Notebook manufacturer claims for battery life range from five to seven and a half hours on most mainstream models. However, there is generally a difference between the stated and the real battery life experienced by users.
Compute-intensive application usage, inappropriate power management settings and battery degradation all serve to reduce battery life in actual usage situations over time.
Some notebook models offer secondary batteries that go in a utility bay or as a “slice” that attaches on the bottom of the notebook. These batteries can nearly double battery life. With some configurations, manufacturers claim as much as 19 to 24 hours.
Four hours is the minimum required for business users. Gartner said most organisations include a spare primary battery and/or a secondary battery in their notebook configurations as a way to extend notebook work time. Gartner analyst, Stephen Kleynhans, said batteries should be viewed as consumables and replaced every two years. Power management
Power management functionality enables a system to monitor system activity and shut off components that are not in use. With power management enabled, if a file is loaded into memory from the hard disk, after a few minutes of inactivity, the hard disk will stop spinning (or, if the display is not updated, the screen will go blank). This feature may be defeated if notebook users have a screensaver running. It is also possible to create different power management settings for notebooks that are plugged in versus those running off a battery.
Power management features will help, but only if systems are set up to use them, and users are aware of all the options. In many cases, power management features are not enabled by the IT department or the users.
Gartner said users should test the optimized settings, if available, and make changes based on their specific needs. Intel’s term for the power conservation capability that is built into its notebook processors is Enhanced Intel SpeedStep Technology.
SpeedStep provides for the adjustment of processor voltage and clock speed to reflect different workloads, based on user preferences. This enables notebooks to run at full power and full speed when connected to an electricity supply, or when more performance is required, and to cut the power and lower the clock speed to conserve power while using the batteries.
AMD PowerNow! Technology is the term used for AMD’s power saving technology.
Most mainstream notebooks offer hard drives with typical capacities available in 160GB and 320 GB, which is sufficient for most users. Higher capacity (320GB) drives are available for users with data intensive applications that require local data storage, or for applications that require large graphics files. Bitmapped images tend to average 1MB each.
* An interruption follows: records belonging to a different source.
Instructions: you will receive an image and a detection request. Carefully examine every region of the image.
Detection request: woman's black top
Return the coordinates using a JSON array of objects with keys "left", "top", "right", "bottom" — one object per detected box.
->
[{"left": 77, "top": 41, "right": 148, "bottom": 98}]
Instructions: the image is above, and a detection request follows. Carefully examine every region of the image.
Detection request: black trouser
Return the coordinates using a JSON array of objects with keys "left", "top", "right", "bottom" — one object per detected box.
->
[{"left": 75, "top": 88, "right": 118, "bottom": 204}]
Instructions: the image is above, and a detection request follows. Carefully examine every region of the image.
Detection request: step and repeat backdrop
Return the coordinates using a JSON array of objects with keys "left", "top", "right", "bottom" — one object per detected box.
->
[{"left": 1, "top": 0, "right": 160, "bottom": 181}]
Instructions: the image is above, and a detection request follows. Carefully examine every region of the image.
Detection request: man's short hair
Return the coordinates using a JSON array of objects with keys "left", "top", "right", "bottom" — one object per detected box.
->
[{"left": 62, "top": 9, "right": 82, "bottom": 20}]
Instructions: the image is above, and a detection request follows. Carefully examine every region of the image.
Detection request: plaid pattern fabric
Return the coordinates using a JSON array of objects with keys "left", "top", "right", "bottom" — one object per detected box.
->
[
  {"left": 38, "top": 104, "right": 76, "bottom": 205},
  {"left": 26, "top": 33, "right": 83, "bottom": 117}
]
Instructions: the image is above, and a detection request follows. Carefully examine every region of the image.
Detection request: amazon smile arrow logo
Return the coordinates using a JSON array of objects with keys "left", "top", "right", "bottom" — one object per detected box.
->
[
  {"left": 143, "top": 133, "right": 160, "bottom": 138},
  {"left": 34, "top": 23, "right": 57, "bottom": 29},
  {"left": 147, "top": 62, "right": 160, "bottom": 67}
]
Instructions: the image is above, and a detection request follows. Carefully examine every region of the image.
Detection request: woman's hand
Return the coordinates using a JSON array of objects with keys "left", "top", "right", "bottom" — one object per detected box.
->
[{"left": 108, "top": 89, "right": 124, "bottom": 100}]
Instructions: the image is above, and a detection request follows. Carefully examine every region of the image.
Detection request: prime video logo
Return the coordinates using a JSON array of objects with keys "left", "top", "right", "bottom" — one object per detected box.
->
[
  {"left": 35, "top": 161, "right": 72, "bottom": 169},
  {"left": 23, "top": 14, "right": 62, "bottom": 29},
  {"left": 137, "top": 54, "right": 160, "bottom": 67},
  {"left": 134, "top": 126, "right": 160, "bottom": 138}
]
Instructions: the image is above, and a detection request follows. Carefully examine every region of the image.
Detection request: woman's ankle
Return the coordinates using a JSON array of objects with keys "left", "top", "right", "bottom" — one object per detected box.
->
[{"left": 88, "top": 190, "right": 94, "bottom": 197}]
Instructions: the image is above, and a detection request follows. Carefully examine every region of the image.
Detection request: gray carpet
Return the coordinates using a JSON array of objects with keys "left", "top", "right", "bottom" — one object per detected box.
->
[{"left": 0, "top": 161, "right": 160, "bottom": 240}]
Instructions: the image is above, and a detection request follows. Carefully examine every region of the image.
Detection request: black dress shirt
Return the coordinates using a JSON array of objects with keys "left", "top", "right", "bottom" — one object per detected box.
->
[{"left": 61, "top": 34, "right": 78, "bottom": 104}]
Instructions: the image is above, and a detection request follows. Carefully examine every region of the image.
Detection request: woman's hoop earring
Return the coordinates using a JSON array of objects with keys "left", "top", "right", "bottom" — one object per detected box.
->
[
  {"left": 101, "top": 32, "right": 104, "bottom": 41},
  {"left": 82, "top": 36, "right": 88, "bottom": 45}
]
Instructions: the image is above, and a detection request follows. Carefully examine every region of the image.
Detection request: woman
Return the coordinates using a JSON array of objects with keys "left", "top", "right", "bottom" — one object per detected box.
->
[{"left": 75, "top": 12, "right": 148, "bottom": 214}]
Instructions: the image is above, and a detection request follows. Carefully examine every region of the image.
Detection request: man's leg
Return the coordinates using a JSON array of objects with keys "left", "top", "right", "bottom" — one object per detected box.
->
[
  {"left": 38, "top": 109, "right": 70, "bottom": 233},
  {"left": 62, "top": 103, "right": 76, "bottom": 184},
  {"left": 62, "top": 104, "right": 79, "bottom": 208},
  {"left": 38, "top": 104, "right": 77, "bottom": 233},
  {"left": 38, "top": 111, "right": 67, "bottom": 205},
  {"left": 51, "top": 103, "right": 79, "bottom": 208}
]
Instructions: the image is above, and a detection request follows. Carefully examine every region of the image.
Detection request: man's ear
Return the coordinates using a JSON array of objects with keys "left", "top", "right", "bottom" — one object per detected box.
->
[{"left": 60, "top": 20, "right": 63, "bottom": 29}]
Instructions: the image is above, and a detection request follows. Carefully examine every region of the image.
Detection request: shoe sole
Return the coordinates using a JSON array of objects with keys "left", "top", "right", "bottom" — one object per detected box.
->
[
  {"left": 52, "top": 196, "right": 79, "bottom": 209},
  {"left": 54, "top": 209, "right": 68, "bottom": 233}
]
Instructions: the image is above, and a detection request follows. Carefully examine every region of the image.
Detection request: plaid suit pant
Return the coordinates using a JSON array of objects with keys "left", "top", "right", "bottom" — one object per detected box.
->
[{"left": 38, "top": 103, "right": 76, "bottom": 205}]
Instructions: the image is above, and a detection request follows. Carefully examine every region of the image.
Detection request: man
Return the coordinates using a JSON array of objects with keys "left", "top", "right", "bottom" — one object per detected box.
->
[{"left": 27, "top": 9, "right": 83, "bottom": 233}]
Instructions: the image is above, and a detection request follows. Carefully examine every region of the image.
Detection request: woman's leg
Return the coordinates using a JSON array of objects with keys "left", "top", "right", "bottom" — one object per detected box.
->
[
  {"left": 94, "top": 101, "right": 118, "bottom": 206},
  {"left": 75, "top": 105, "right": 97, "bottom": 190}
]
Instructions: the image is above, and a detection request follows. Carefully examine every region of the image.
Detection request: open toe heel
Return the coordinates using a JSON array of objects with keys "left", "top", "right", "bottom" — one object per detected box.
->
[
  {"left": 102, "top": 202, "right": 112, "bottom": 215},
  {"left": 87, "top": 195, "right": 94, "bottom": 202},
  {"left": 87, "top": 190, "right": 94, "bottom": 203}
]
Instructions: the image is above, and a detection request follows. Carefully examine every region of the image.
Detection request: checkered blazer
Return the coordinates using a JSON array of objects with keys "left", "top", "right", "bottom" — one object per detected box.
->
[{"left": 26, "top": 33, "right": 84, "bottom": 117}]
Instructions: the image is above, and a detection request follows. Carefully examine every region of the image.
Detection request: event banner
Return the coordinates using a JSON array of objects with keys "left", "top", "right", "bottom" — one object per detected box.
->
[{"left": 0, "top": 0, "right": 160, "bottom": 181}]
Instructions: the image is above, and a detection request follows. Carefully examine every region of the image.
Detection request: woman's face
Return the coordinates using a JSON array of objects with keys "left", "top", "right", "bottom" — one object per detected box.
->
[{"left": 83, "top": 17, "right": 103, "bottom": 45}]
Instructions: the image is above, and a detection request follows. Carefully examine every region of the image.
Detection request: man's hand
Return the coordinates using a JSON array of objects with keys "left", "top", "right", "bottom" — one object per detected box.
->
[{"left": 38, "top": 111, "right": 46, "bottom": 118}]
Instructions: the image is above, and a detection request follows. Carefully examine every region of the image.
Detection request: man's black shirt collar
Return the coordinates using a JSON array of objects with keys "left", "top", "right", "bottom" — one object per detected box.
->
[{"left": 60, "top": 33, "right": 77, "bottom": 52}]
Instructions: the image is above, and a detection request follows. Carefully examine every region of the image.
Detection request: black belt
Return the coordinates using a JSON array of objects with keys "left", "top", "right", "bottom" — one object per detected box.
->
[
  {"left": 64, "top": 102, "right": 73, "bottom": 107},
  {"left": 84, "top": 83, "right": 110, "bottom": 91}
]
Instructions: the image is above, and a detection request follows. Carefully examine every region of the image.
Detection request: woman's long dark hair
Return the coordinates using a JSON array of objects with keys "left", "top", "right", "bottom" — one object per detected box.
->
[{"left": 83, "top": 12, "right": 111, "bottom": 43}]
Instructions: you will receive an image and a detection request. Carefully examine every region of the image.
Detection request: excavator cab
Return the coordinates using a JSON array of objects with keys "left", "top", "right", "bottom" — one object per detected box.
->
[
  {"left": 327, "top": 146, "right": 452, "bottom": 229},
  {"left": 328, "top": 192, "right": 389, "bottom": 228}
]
Digital video can run from 2.5MB of storage per minute (for moderate Internet-streamed quality) to about 190MB (for consumer digital video), and drastically more for high-definition video needs, depending on resolution.
Drive speed is also a consideration with notebooks. Mainstream hard drives, at 2.5 inches in height, are available in 5,400 revolutions-per-minute (rpm) and 7,200-rpm speeds. Low-profile drives, at 1.8-inches in height and used in thinner notebooks, are typically slower.
The 7,200-rpm drives are typically available in 250GB capacities, with higher capacities currently available up to 500GB. For notebooks that can support 2.5inch drives, Gartner says purchasing the faster drives is recommended for the better performance they provide. As Gartner points out, hard drives are the component with the highest failure rate in notebooks.
Hard drives account for 25 to 45 per cent of notebook failures annually, approximately five to 12 per cent of the total notebook population.